# Mirage 236



## magpie (Jul 2, 2003)

Does anyone have any experience with these boats? Not much info in the archives, and I can''t find any internet resources. I''ve been looking for a small PHRF racer and occasional overnighter in the 20-25'' range. How does this Mirage perform? Thanks.


----------



## Mirage 236 (Sep 18, 2020)

magpie said:


> Does anyone have any experience with these boats? Not much info in the archives, and I can''t find any internet resources. I''ve been looking for a small PHRF racer and occasional overnighter in the 20-25'' range. How does this Mirage perform? Thanks.
> .


----------



## paulk (Jun 2, 2000)

You didn't find this?:https://sailboatdata.com/sailboat/mirage-26-perry. You could do worse than have a boat designed by Robert Perry. On the other hand, it's PHRF rating is likely somewhere between 198 and 225, depending upon where you are. Not a lightning bolt. For comparison, the J/24 rates 171; pretty quick for that size. On the other hand, though, the Mirage has real bunks, cockpit seats, a head, a galley, a salon table you can sit at, likely an inboard engine, and possibly headroom - a lot more than a J/24 offers in creature comforts. A Kirby 25 might also meet your needs performance-wise, though accommodations would be more like the J/24's.


----------



## Jeff_H (Feb 26, 2000)

paulk said:


> You didn't find this?:https://sailboatdata.com/sailboat/mirage-26-perry. You could do worse than have a boat designed by Robert Perry. On the other hand, it's PHRF rating is likely somewhere between 198 and 225, depending upon where you are. Not a lightning bolt. For comparison, the J/24 rates 171; pretty quick for that size. On the other hand, though, the Mirage has real bunks, cockpit seats, a head, a galley, a salon table you can sit at, likely an inboard engine, and possibly headroom - a lot more than a J/24 offers in creature comforts. A Kirby 25 might also meet your needs performance-wise, though accommodations would be more like the J/24's.

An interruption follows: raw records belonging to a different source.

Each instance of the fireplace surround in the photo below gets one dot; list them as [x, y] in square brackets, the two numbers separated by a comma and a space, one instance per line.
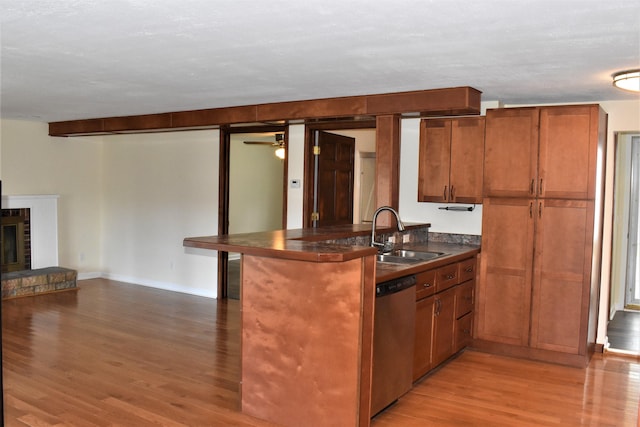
[15, 231]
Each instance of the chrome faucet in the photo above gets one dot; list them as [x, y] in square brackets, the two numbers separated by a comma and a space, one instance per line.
[386, 246]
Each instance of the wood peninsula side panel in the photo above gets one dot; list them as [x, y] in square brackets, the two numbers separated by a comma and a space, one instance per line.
[307, 330]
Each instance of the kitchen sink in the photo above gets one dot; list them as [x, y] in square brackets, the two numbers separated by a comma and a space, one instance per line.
[404, 256]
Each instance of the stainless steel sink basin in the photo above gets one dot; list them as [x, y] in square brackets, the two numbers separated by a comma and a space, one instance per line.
[403, 256]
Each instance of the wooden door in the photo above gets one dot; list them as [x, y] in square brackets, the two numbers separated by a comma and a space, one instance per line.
[335, 179]
[444, 324]
[568, 151]
[511, 152]
[504, 290]
[423, 337]
[467, 159]
[562, 271]
[434, 160]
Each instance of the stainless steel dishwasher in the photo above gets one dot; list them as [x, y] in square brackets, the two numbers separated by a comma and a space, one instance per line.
[393, 335]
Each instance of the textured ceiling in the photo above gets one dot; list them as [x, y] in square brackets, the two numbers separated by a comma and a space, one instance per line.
[73, 59]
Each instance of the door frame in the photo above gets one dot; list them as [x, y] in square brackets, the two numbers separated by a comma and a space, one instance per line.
[309, 170]
[223, 190]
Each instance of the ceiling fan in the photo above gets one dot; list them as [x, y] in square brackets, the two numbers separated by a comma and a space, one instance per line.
[279, 142]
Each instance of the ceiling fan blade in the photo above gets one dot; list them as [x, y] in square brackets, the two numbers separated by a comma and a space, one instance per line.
[260, 143]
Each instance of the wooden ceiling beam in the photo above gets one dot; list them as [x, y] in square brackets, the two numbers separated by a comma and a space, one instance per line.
[448, 101]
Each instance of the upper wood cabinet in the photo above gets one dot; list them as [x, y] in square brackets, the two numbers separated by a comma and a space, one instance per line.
[511, 152]
[450, 160]
[548, 152]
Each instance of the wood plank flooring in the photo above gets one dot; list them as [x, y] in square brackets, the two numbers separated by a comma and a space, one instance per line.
[113, 354]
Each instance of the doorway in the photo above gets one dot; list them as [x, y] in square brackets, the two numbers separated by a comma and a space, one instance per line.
[253, 164]
[361, 191]
[623, 330]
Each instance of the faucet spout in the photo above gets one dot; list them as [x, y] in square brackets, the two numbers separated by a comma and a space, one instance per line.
[384, 247]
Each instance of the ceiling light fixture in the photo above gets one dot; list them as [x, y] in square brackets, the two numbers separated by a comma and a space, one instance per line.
[627, 80]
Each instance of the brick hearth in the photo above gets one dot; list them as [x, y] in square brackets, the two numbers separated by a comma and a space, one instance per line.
[41, 280]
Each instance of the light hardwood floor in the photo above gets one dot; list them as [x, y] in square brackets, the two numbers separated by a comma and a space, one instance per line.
[118, 354]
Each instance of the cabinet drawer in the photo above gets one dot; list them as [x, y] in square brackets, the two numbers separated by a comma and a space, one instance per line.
[467, 269]
[464, 298]
[463, 332]
[425, 284]
[446, 277]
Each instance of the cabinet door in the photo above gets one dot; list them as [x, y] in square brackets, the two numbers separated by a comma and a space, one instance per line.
[434, 161]
[467, 159]
[464, 326]
[444, 324]
[423, 337]
[464, 298]
[504, 291]
[568, 151]
[562, 272]
[511, 152]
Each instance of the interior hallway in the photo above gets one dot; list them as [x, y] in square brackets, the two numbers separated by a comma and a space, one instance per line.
[623, 331]
[118, 354]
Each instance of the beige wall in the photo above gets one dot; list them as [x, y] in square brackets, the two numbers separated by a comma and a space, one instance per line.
[158, 189]
[126, 202]
[34, 163]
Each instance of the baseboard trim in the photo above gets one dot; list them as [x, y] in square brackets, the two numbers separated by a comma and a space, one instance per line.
[166, 286]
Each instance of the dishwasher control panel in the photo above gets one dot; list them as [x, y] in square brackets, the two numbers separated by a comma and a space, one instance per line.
[395, 285]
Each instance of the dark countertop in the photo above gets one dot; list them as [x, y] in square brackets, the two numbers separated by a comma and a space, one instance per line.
[454, 253]
[310, 244]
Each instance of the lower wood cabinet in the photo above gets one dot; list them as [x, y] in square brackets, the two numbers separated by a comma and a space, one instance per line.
[443, 326]
[444, 314]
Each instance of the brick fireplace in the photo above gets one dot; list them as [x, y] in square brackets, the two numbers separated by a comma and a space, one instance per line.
[15, 229]
[30, 247]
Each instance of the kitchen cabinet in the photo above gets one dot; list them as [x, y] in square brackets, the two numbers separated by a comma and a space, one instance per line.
[443, 326]
[451, 160]
[444, 312]
[463, 333]
[504, 291]
[423, 337]
[548, 152]
[541, 242]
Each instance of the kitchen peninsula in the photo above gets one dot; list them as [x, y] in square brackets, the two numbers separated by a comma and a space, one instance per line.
[307, 301]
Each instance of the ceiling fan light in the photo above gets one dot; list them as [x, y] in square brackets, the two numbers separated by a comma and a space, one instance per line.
[627, 80]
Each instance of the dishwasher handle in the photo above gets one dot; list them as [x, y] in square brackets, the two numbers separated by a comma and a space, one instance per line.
[395, 285]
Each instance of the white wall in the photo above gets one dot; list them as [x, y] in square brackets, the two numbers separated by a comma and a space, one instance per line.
[158, 189]
[34, 163]
[295, 197]
[624, 116]
[126, 202]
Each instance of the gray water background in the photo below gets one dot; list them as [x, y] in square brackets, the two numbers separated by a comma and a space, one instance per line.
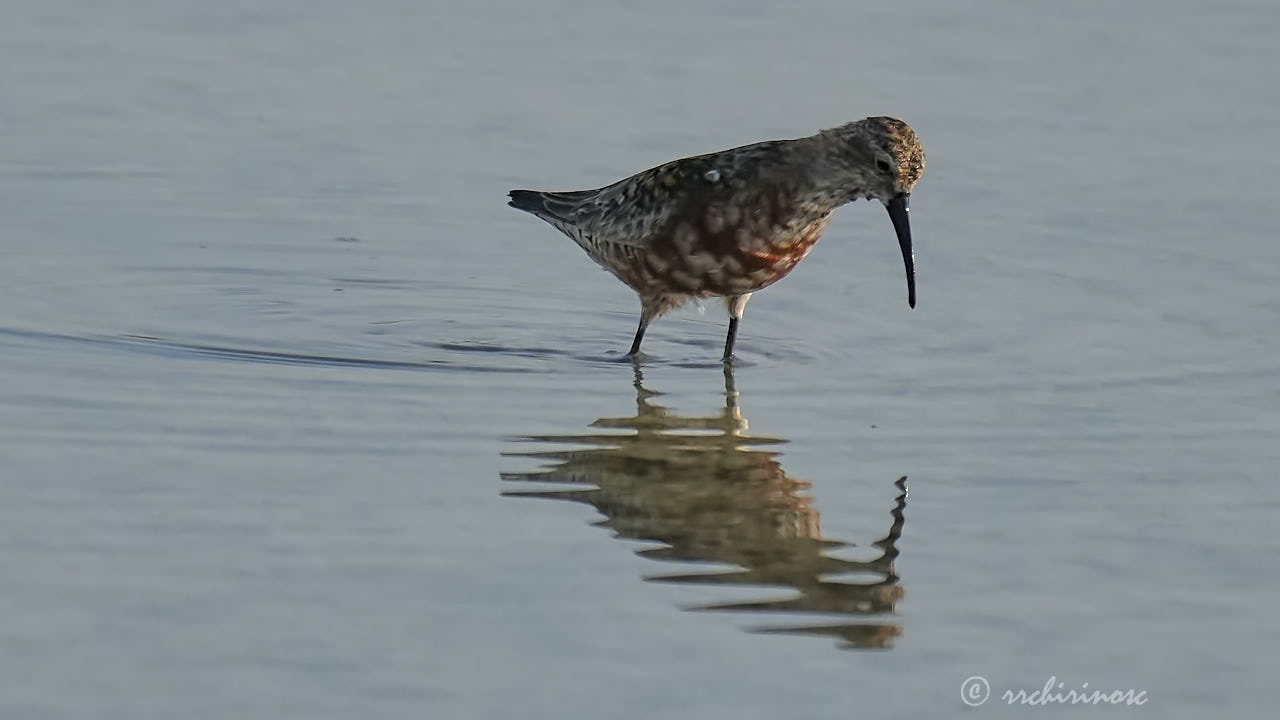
[278, 365]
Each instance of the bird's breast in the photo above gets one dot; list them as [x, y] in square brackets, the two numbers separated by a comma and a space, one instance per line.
[725, 251]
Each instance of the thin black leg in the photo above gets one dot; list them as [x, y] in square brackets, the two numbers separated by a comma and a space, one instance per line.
[728, 341]
[635, 343]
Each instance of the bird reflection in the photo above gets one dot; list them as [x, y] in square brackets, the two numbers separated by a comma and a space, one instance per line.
[709, 492]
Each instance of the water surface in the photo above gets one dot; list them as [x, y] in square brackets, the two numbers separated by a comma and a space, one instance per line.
[284, 386]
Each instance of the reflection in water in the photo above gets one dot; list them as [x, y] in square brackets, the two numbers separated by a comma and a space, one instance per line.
[703, 490]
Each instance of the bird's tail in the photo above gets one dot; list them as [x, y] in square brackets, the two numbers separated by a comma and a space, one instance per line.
[549, 205]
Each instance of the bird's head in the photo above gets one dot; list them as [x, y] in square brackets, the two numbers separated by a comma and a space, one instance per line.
[882, 159]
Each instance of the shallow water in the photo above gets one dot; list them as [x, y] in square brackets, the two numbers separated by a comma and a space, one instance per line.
[284, 386]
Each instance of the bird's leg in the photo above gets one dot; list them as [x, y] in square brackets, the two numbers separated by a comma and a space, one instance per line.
[645, 318]
[736, 306]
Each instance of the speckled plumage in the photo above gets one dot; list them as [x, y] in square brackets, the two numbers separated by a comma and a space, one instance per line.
[734, 222]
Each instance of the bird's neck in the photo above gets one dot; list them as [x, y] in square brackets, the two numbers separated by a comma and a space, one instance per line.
[835, 174]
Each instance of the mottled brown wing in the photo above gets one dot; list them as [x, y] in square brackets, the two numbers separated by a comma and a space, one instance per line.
[634, 210]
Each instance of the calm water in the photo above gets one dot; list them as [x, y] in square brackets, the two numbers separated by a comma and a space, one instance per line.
[286, 388]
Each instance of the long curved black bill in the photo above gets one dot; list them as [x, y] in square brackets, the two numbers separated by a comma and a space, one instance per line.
[899, 209]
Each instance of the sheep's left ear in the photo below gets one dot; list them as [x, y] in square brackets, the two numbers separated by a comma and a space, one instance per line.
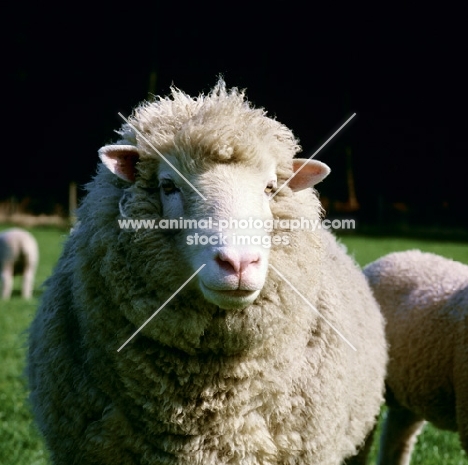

I think that this about the Mirage 236 which is a Bruce Kelley designed 23 foot MORC race boat built in Gainesville, Florida. I think that you are thinking of the Canadian Mirage, who built the Kirby 25 and Kirby 30.

I know the Kelley designed, Florida built boats in passing having visited the factory on a number of occasions and watched them being built when I was at University of Florida in the same town. I later daysailer on one of the centerboard versions. My sense is that they were reasonably well built, and sailed well. They were very fast compared to Morgan 22, Catalina 22, and San Juan 21's which were common on Sarasota Bay.

Jeff


----------



## paulk (Jun 2, 2000)

Oops! You're right... my mistake. And who knows what happened to Magpie, in any case.


----------